To reiterate I request that the Tribunal to grant an extension of time for my client to provide the additional information indicated above. My client advise [sic] that he will need at least another three weeks.
(Emphasis added)
The Tribunal's account is substantially confirmed by this email. If the appellant in fact received and gave the psychologist's report to the appellant's representative on 6 January 2012 or thereabouts, this report should have been in the representative's possession at the time of the Tribunal hearing on 10 January 2012. In any event, even if it was not, the representative's statement that he would "need at least another three weeks" to provide a report makes little sense if in fact he or the appellant already had the report.
53 In these circumstances, it would appear more likely than not that the appellant's representative did not have a psychologist's report when he emailed the Tribunal in early February 2012. It is, however, unnecessary to rule on this, because the critical fact is that the appellant has not established any basis for his belief that his representative had the psychologist's report in his possession and, for some reason, failed to make it available to the Tribunal before it made its decision.
54 At this point, I note too that there is at least one other peculiarity about the material that the appellant has filed in the Court. This centres on the statement in the report (at p 7) that the psychologist also had "access to … Notification of Decision from the RRT". A letter from the Tribunal headed "Notification of Decision …" was not sent to the appellant until 23 March 2012, the Tribunal's decision being dated 22 March 2012. These dates fall over two months after 6 January 2012, which is the date on Mr Kleynhans' report.
55 Since there is nothing in the material to justify the view that the appellant's failure to provide the Tribunal with a psychologist's report was the fault of his representative, it is unnecessary to make any other findings about the evidence that the appellant has placed before the Court. There is no need to determine when a psychological assessment of the appellant was made or when any consequential report was produced and made available to the appellant.

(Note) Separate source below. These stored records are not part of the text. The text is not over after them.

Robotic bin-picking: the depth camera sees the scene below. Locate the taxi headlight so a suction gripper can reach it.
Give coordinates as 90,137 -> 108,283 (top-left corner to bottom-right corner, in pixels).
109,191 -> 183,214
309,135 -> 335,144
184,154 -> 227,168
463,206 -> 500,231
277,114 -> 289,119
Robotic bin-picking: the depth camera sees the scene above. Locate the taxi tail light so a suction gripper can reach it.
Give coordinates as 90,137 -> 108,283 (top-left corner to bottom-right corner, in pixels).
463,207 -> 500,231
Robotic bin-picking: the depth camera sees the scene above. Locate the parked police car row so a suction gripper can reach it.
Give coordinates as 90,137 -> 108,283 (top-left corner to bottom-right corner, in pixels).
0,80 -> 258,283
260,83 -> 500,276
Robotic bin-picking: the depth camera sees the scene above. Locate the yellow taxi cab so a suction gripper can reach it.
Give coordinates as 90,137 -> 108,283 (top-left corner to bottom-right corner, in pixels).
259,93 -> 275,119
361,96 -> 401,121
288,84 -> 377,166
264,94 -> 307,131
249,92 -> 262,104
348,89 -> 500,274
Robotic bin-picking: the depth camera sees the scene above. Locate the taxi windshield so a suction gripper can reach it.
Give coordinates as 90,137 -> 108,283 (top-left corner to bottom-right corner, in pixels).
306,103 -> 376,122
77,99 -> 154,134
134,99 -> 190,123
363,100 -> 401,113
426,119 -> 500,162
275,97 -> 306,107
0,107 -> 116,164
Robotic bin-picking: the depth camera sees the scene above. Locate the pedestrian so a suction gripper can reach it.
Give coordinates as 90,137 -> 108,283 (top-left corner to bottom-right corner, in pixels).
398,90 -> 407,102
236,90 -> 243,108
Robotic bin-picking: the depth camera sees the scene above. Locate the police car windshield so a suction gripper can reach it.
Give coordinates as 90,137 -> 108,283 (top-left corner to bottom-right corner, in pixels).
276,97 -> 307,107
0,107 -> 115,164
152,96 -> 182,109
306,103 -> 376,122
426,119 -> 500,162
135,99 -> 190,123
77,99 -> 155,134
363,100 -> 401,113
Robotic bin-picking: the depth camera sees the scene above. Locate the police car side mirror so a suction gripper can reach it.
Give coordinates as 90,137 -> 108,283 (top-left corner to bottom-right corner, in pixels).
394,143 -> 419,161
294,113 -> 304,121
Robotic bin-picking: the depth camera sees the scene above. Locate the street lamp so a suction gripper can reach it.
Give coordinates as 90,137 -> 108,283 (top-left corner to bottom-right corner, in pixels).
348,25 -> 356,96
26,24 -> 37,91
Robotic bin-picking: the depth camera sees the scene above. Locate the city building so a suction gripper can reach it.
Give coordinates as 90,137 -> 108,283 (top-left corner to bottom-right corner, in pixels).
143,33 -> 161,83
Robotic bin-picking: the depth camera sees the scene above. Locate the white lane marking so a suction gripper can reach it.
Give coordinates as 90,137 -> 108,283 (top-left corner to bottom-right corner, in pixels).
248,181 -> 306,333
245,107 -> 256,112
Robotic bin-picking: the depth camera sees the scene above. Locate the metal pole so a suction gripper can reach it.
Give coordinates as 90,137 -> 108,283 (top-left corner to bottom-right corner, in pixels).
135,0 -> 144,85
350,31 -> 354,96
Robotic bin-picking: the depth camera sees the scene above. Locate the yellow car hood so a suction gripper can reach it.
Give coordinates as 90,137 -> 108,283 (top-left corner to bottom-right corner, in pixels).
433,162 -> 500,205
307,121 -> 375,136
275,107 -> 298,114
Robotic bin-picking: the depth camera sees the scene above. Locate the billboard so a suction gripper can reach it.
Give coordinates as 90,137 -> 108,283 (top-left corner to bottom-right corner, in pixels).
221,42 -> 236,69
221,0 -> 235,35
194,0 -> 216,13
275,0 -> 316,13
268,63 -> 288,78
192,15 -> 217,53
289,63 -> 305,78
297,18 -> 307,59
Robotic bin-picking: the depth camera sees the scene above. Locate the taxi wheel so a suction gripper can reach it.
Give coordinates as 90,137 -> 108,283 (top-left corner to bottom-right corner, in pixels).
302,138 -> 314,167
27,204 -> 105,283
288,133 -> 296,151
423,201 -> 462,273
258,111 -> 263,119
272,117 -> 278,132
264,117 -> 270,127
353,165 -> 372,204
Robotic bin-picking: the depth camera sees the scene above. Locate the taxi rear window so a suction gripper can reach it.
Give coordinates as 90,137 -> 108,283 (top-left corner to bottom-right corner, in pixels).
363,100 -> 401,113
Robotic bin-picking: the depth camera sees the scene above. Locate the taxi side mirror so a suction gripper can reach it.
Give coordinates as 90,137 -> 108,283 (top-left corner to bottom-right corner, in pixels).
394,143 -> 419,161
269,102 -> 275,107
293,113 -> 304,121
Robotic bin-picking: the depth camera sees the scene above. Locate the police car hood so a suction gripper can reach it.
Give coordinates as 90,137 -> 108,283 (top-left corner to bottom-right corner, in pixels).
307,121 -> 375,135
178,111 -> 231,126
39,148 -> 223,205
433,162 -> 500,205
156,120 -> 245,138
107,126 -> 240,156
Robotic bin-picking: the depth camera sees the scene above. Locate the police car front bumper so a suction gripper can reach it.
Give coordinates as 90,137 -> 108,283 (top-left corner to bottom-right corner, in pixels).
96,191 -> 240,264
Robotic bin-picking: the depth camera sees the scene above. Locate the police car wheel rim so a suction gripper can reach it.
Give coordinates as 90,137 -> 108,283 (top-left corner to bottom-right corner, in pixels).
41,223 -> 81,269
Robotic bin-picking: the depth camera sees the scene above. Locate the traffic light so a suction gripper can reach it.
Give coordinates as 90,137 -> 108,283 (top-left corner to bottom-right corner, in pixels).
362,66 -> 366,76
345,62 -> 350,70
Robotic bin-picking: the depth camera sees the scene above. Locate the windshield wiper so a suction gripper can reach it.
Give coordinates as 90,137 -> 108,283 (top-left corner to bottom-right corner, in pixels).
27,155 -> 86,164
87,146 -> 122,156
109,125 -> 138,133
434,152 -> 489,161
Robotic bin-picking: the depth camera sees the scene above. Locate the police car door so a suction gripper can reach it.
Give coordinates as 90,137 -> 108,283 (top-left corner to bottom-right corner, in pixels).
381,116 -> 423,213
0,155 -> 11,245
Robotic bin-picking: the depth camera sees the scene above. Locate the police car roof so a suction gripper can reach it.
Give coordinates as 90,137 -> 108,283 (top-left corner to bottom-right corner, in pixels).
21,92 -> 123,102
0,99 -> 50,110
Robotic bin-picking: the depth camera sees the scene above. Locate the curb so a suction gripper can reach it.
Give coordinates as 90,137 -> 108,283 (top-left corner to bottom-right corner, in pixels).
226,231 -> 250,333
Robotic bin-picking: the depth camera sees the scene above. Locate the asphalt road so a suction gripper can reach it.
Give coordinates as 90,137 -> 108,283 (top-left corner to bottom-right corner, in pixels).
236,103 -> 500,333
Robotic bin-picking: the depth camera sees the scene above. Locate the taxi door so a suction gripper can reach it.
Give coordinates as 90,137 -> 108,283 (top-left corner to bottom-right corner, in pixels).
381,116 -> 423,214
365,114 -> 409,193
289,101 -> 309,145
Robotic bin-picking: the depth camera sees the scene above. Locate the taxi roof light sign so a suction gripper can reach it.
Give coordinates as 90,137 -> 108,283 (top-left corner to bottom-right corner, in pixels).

56 So far as the appellant is concerned, it can at best be said that a psychologist's report was not delivered to the Tribunal, though one was foreshadowed, and the explanation for its non-delivery is unknown. As has been said many times in this Court and elsewhere, the Court has no general jurisdiction to intervene to remedy the consequences of a party's mistake, whether due to incompetence or negligence. Having allowed the appellant leave to produce some evidence of the allegation that he made at the hearing concerning his former migration agent's failure to provide the Tribunal with a psychological report, I am unable to discern any basis for attributing a constructive failure to exercise jurisdiction or jurisdictional error to the Tribunal's decision. It is unnecessary to discuss this claim further.